Direct3D feature levels discussion

Indeed, I believe it's the tiling modes available that's the sticking point, but I can't really go into any more detail.

DX11.2 won't allow 3D Tiled Resources at all. You could attempt to emulate one by creating a 2D TextureArray Tiled Resource, effectively using the 'slices' dimension as a 'Z' equivalent. However with this you lose the ability to trilinearly filtering between slices. There are also some restrictions surrounding the fact that 2D Tiled Resources can't have slices and mips, it's one or the other on 11.2.
 
Indeed, I believe it's the tiling modes available that's the sticking point, but I can't really go into any more detail.
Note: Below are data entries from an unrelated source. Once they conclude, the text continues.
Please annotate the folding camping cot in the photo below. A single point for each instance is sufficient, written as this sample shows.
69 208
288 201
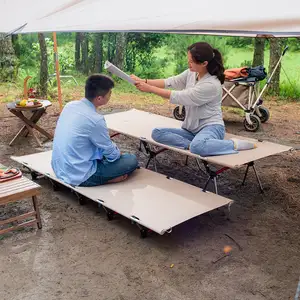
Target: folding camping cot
241 92
150 200
139 124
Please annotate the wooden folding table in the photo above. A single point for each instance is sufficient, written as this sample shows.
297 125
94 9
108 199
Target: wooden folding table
30 123
16 190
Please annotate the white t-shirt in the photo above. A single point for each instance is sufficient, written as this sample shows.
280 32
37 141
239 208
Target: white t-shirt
202 99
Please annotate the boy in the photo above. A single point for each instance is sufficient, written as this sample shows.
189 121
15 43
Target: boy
83 153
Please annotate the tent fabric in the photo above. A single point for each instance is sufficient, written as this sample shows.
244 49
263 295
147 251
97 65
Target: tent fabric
266 18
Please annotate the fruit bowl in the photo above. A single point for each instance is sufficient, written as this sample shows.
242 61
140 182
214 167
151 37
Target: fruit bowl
28 104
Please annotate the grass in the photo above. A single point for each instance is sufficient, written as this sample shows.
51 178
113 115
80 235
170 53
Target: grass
290 77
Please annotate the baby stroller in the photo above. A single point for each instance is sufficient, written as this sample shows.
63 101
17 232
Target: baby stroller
240 90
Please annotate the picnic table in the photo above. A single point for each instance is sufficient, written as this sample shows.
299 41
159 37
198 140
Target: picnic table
19 189
30 123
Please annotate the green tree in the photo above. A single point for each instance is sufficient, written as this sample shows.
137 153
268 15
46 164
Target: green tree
259 52
43 65
275 53
8 59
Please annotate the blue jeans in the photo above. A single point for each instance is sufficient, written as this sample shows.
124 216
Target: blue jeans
209 141
107 171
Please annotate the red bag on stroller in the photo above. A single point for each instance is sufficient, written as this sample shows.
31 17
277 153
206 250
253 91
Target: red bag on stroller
236 73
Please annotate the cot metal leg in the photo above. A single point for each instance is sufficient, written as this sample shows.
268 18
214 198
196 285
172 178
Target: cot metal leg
212 176
37 211
151 154
187 159
109 213
216 185
251 164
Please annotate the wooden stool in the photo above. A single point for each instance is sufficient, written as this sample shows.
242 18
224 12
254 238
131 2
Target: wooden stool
30 124
16 190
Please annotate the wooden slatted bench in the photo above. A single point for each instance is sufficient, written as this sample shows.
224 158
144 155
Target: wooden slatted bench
18 190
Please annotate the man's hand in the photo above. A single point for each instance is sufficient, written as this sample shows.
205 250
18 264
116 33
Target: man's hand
136 79
144 87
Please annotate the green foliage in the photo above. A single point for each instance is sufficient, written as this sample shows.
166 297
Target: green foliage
148 55
178 48
239 42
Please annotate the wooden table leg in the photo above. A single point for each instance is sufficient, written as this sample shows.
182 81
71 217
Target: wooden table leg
35 118
38 128
21 131
34 135
37 210
30 124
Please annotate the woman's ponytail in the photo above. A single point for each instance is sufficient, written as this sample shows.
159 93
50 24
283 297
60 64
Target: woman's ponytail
201 52
215 66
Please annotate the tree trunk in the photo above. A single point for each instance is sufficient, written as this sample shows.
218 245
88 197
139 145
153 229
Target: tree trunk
43 65
85 54
16 44
111 47
275 52
8 59
77 50
121 41
98 52
259 51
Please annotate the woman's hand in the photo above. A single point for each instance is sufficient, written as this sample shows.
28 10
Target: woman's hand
144 87
136 79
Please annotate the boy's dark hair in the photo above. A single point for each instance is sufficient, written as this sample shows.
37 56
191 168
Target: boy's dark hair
204 52
97 85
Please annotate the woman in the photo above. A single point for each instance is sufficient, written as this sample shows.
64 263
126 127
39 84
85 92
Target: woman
199 89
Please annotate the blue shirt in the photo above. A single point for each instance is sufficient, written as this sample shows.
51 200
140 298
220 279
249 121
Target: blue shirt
81 138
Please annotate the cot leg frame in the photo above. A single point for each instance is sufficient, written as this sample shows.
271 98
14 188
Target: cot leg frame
251 164
55 186
151 154
81 199
213 175
143 230
109 213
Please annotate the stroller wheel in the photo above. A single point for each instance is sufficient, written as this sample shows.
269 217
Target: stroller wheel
255 123
177 115
264 114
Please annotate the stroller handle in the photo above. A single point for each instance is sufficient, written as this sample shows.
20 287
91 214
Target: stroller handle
285 49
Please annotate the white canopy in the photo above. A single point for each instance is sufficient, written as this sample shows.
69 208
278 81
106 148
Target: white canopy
231 17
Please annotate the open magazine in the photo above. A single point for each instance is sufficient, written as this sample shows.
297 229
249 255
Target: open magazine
116 71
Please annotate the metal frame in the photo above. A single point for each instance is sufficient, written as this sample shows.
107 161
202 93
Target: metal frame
212 174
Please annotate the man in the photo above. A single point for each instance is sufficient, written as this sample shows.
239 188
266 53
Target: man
83 153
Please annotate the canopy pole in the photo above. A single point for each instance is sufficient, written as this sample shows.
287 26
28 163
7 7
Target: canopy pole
57 72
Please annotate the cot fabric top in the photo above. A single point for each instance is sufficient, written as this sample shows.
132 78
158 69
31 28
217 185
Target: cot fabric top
139 124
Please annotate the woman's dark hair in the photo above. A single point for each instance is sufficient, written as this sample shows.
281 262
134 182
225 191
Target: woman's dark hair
202 52
97 85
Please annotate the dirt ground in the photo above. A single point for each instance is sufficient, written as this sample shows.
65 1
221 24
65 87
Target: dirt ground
79 254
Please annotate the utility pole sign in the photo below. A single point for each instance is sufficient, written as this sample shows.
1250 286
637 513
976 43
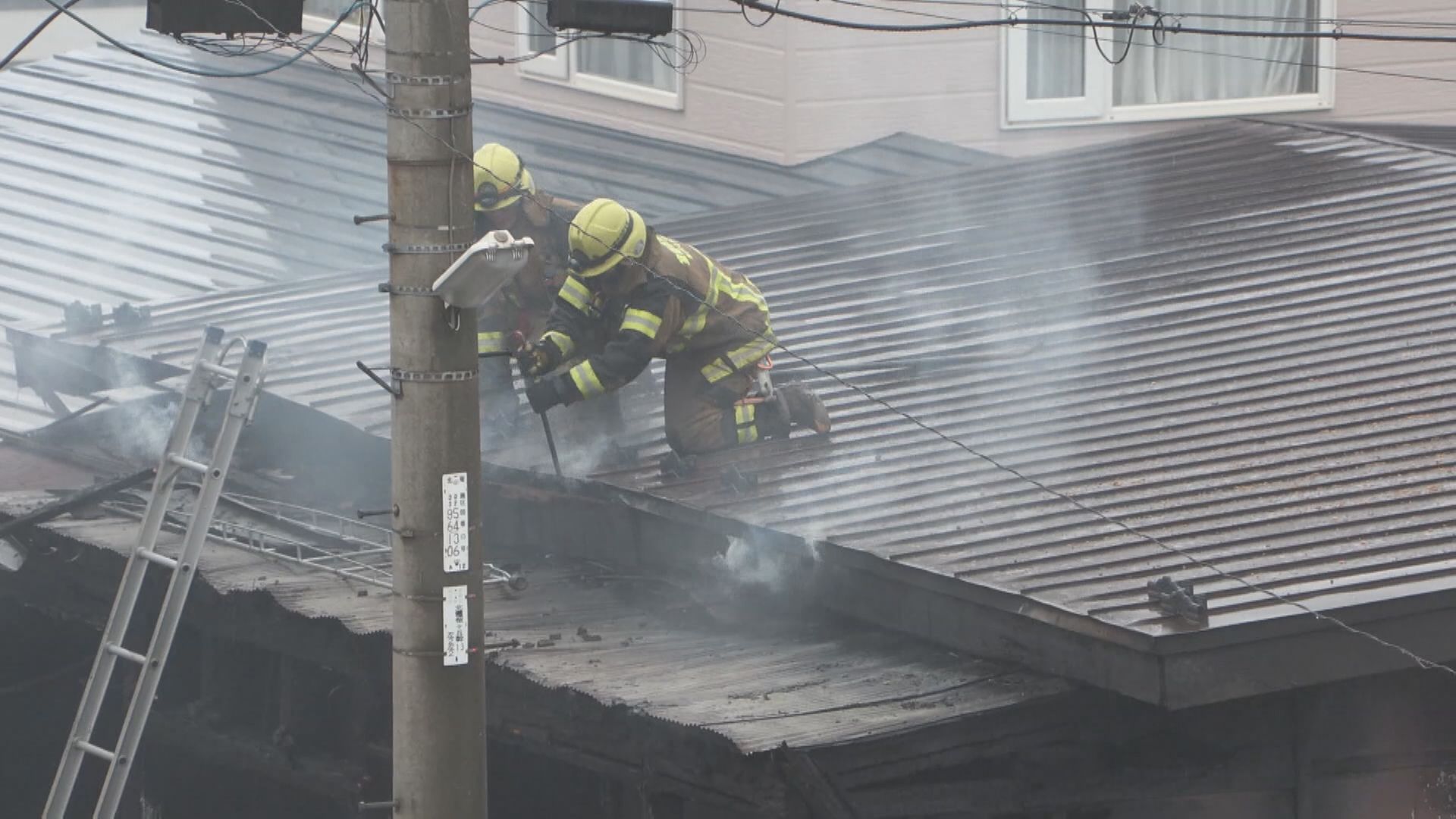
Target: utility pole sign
438 672
456 502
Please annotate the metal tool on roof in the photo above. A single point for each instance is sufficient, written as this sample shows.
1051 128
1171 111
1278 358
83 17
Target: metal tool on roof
1177 598
516 343
207 375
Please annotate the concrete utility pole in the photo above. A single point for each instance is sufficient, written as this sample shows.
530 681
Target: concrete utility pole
438 673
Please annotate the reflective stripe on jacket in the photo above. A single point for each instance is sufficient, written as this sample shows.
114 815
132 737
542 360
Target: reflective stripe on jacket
689 305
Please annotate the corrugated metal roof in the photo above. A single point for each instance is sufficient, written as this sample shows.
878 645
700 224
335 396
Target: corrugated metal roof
20 410
1416 134
123 181
699 657
1234 337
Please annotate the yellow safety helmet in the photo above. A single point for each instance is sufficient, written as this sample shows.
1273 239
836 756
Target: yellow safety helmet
500 178
601 235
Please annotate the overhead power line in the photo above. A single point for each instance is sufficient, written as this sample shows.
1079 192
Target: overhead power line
1133 42
36 33
1114 25
196 72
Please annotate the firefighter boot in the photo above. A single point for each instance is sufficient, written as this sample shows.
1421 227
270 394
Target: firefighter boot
800 407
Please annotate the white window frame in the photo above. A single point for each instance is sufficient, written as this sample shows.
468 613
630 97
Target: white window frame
561 69
1097 107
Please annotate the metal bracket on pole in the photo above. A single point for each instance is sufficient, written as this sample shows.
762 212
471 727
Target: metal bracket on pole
424 249
406 290
391 388
449 376
428 112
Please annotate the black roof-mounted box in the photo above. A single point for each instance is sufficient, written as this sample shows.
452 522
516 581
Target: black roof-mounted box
651 18
224 17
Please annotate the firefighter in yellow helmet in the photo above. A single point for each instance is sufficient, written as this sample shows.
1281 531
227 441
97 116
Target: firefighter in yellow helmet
660 297
506 199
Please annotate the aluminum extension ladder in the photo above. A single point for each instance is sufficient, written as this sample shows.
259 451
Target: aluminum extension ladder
207 375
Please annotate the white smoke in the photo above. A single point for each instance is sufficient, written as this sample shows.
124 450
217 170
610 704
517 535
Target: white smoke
747 563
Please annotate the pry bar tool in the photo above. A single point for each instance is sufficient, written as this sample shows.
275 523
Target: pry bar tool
517 343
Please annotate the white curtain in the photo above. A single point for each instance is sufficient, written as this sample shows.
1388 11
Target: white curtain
1055 55
1226 67
628 61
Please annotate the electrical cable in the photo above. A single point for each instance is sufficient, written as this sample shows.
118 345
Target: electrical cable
1247 57
766 20
1421 662
999 22
207 72
34 34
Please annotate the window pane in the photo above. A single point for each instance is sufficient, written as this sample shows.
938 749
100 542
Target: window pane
1204 67
329 9
539 37
628 61
1056 55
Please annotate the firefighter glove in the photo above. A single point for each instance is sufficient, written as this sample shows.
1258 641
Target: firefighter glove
545 394
538 359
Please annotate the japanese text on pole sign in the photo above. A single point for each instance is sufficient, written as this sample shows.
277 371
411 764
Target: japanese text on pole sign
456 615
456 500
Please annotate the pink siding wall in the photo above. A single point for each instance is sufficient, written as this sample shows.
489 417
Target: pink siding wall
791 93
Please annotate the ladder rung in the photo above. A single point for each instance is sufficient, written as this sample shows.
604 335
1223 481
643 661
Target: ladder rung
187 464
95 749
127 653
158 558
218 369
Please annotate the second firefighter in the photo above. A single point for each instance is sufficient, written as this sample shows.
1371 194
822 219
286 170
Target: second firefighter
655 297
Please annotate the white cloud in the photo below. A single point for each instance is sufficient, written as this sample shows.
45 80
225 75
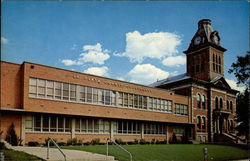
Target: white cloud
68 62
233 84
174 61
146 74
4 40
152 45
93 53
100 71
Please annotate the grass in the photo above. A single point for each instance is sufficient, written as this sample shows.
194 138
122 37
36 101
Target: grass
19 156
174 152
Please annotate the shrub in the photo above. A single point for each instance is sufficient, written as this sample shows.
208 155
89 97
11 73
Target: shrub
2 146
87 143
47 139
153 141
62 144
33 143
72 141
120 141
95 141
142 141
11 136
136 141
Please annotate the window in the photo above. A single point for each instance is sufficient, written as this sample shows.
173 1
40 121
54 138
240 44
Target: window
130 100
65 91
50 89
58 90
203 124
198 123
37 123
72 92
41 88
101 96
107 97
198 96
125 99
216 103
82 96
113 98
120 99
89 94
221 103
136 101
150 103
32 87
203 101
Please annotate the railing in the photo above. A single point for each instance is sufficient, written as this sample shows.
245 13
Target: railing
110 140
51 140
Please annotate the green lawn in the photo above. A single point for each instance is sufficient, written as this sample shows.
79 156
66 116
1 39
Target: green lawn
174 152
13 155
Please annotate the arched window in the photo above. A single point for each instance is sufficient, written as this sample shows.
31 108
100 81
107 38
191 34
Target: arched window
199 123
221 103
203 124
198 101
216 103
203 101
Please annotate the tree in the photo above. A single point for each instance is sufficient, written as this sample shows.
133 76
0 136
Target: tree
241 70
11 136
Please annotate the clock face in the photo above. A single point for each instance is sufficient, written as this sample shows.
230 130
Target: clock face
197 40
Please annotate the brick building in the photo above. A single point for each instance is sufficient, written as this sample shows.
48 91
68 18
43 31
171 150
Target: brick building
44 101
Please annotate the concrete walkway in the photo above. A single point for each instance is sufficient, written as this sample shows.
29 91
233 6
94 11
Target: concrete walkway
55 155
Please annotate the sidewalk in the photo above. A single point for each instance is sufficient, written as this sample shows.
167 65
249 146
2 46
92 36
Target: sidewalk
55 155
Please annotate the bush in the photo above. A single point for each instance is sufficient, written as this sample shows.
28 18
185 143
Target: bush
72 141
95 141
153 141
142 141
47 139
62 144
11 136
33 143
119 141
2 146
87 143
136 141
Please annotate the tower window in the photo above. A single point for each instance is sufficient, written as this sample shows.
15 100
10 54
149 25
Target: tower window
197 68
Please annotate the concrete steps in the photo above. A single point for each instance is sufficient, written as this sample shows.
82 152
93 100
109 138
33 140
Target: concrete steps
55 155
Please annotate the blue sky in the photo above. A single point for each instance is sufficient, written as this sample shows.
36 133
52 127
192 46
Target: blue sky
121 40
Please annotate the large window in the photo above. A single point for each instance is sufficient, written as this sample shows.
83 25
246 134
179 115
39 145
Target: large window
47 89
48 123
154 128
127 127
181 109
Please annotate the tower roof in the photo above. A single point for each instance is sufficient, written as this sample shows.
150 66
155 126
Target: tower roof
204 36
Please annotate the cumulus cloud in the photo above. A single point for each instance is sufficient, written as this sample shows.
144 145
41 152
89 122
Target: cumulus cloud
92 53
69 62
233 85
146 74
100 71
4 40
150 45
174 61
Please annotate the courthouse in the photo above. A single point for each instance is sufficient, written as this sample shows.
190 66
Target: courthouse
43 101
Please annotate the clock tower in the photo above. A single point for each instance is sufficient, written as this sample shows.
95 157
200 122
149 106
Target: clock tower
205 55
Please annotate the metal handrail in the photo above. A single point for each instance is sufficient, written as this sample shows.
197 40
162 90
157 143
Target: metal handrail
52 140
110 140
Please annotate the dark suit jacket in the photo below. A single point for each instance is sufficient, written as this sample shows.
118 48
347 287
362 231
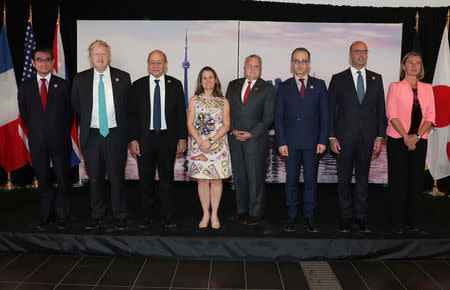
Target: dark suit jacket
82 100
301 123
349 118
56 120
175 111
256 116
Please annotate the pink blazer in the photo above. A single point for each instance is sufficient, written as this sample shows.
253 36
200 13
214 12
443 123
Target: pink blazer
400 101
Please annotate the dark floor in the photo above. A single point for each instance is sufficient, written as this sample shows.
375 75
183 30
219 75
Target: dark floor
94 272
19 212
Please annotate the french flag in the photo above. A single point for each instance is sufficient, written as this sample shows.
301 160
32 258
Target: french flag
60 70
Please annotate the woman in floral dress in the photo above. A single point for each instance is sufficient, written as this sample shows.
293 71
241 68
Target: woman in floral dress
208 121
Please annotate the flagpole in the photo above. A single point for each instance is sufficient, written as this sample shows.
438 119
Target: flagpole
9 185
435 190
417 22
34 184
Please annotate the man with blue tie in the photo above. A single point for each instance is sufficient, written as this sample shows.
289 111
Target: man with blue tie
158 114
99 98
301 127
357 129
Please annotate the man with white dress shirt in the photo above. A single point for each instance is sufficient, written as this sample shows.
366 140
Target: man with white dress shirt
357 129
99 98
158 131
44 105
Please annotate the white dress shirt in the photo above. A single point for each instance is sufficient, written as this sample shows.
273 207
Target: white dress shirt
47 83
162 90
299 83
109 98
244 88
355 77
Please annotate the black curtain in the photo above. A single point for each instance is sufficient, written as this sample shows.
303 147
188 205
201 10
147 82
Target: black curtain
432 20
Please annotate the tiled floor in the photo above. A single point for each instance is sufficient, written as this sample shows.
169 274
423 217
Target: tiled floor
91 272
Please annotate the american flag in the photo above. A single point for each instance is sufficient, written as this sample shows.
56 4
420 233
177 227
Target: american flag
30 45
28 72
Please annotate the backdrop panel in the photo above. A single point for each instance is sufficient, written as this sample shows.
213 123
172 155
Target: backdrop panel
224 46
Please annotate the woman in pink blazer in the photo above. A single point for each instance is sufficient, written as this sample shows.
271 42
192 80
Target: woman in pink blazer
410 112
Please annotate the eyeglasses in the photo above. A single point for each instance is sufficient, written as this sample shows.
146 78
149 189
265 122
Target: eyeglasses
302 61
41 60
361 51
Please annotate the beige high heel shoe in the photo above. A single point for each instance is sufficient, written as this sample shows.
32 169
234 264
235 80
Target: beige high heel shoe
215 224
203 223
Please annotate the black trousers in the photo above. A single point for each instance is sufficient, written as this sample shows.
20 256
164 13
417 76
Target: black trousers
156 153
106 154
43 148
248 160
406 178
358 155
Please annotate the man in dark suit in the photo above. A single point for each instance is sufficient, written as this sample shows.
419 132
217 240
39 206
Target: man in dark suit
357 129
251 107
44 105
158 114
301 126
99 97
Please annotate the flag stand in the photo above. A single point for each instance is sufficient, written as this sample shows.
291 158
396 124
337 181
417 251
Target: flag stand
34 184
8 184
435 191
DX11.2 won't allow 3D Tiled Resources at all. You could attempt to emulate one by creating a 2D TextureArray Tiled Resource, effectively using the 'slices' dimension as a 'Z' equivalent. However with this you lose the ability to trilinearly filtering between slices. There are also some restrictions surrounding the fact that 2D Tiled Resources can't have slices and mips, it's one or the other on 11.2.
I believe that 3d tiled resources could be supported by all GCN hardware, if the API allowed tile sizes with z=1. This would have some legit use cases (sparse volumes NOT being one of them).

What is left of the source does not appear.